Remark that PCA, LDA and DCT are all linear transform. This implies they don't modify the data in any sense, they only present the data in a different view to the backend recognizer and do it in such a way that this backend performs significantly better. They all show that most information (for our task) can be captured by a rather low dimensional (13D or even less) feature vector .

In the last section we perform a number of experiments with a Multilayer Perceptron (MLP) classifier, using the sklearn package. We may observe that classification rates are not better or worse than with GMMs for this small task. The striking difference is however that the MLP works equally well for all feature representations including the raw MELFB.

TIMIT-2 from a single frame with MELFB, MELFB-PCA or MFCC features using MLPs

This notebook replicates and extends the MLP classifier using a different python package: PyTorch. PyTorch is one of the most popular packages used for speech recognition. It is meant for students who want to familiarize themselves with a few concepts from DNN learning such as learning rate, bach size, ...

TIMIT-3 GMM Training

In TIMIT-3 we work with the whole TIMIT database and train and evaluate a number of different models

TIMIT-4 GMM vs DNN

In this notebook we compare GMM and DNN frame based output for speech utterances.

GMM-M-F (DEMO): Utterance Classification with GMMs

Notebook: demo_gmm_mg.ipynb

The goals is to classify an utterance (or a longer recording) according to a stable attribute such as gender of the speaker , dialect, language, age . Obvious this always has the implicit assumption of having a single speaker in the recording. The same setup can work to classify recording attributes instead of speaker attributes, e.g. noisy background, quiet, narrowband telephone speech, in-car recording, ...
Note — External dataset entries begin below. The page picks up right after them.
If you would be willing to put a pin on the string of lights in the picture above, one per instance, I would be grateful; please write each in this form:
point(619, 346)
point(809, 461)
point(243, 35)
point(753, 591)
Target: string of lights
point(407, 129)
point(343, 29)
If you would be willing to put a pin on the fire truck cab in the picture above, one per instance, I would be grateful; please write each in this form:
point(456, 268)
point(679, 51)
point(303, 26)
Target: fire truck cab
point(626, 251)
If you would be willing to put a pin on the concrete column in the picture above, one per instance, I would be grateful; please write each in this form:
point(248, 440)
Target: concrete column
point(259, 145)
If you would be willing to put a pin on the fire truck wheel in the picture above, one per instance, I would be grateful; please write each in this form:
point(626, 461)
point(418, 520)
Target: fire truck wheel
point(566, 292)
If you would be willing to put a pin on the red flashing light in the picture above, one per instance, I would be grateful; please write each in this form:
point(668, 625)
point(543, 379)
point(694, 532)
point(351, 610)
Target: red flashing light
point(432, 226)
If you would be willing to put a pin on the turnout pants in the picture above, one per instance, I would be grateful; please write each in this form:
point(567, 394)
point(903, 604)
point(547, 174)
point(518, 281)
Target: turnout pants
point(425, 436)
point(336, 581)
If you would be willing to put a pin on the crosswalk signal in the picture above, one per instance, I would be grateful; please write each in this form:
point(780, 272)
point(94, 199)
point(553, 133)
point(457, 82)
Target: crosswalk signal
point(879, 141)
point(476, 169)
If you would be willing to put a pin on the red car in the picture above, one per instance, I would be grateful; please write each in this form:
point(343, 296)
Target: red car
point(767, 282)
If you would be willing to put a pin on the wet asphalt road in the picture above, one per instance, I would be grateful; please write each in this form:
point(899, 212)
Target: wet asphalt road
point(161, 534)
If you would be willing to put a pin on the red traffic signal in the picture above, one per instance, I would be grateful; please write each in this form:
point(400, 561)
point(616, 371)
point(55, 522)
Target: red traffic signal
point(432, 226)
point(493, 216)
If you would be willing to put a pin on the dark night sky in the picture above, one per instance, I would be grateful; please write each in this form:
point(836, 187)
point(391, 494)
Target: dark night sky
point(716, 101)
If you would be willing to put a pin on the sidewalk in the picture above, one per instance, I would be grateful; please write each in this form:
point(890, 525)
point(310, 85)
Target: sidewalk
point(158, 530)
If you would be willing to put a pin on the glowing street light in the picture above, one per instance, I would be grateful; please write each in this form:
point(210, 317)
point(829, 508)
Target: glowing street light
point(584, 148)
The approach is simple. A frame based classifier is trained with each frame labeled with the attribute. Utterance classification is done by accumulating frame based evidence. Simply multiplying likelihoods or adding up the loglikelihoods is mathematically correct under the assumptions that all frames are independent (iid). This is bending reality more than a bit as successive frames are not at all independent of each other. The obtained utterance level posteriors are gross exagerations, but just working with loglikelihood ratios will still be a quite correct indication of which class is the more likely one. Normalizing the total loglikelihood by the number of observation gives an average per frame evidence score, which often yields a quite interpretable result.